Studies have shown that we humans can encourage our bodies to release chemicals and brain signals that make our muscles and organs slow down, relax our muscles and increase blood flow to the brain, the opposite of ‘fight or flight’. And we know that meditation and breathing can bring down our stress levels, release tension and so help all kinds of health problems that are caused or exacerbated by chronic stress.
What’s so marvelous about this, apart from the fact that it’s incredibly simple, is that it has the effect of changing the way we look at our problems and at the situations causing us the stress in the first place.

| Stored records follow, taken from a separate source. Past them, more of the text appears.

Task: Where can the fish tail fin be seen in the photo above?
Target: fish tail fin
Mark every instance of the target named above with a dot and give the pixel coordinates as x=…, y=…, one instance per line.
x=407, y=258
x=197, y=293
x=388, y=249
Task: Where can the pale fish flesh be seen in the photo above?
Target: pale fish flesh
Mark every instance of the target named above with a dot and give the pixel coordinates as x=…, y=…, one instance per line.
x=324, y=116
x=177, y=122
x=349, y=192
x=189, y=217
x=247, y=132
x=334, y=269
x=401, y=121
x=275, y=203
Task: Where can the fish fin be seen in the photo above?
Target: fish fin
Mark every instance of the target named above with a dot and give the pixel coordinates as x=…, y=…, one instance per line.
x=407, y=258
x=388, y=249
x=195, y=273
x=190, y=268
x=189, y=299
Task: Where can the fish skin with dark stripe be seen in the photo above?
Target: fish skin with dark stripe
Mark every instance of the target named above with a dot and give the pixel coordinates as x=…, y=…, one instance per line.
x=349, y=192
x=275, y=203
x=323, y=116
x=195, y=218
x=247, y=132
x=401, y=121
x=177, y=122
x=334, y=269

In order to learn this, you need to find a quiet place and time to focus on your breathing. The best time to practice is first thing in the morning for ten to twenty minutes. By practicing just once or twice a day you can learn to access relaxation and a more peaceful state of mind, which in turn reduces the heart rate so you will feel more relaxed and comfortable in potentially stressful situations.
- Sit quietly in a comfortable position. Close your eyes.
- Allow your body to relax, soften your muscles, starting with your feet and progressing up to your head.
- Relax your tongue. Take it away from the roof of your mouth. Your thoughts become quieter and you are more aware of your breathing. Breathe through your nose: mouth closed, jaw relaxed.
- Let the breathing become slow, soft and steady. Each time you breathe out, say the word “one”* silently to yourself.
- Continue for 5 minutes, eventually building up to 15 with practice**. When you finish, sit quietly for several minutes, at first with your eyes closed and later with your eyes opened. Do not stand up for a few minutes.
- Try to ignore your thoughts – they will come and go – you can see them as clouds across a sky, not attaching to them, just letting them drift away. Return to repeating “one”* with each exhalation.
- Practice the technique once or twice daily, on an empty stomach. (Digestion interferes with the process.) Soon, the response will come with little effort and you won’t feel quite so sleepy!
*Choose any soothing, mellifluous sounding word, preferably with no meaning or association, in order to avoid stimulation of unnecessary thoughts. I often use “Soooo” for the inhalation and “Haaaa” for the exhalation.
** If you use a phone alarm, choose a soothing sound to ‘wake up’ to.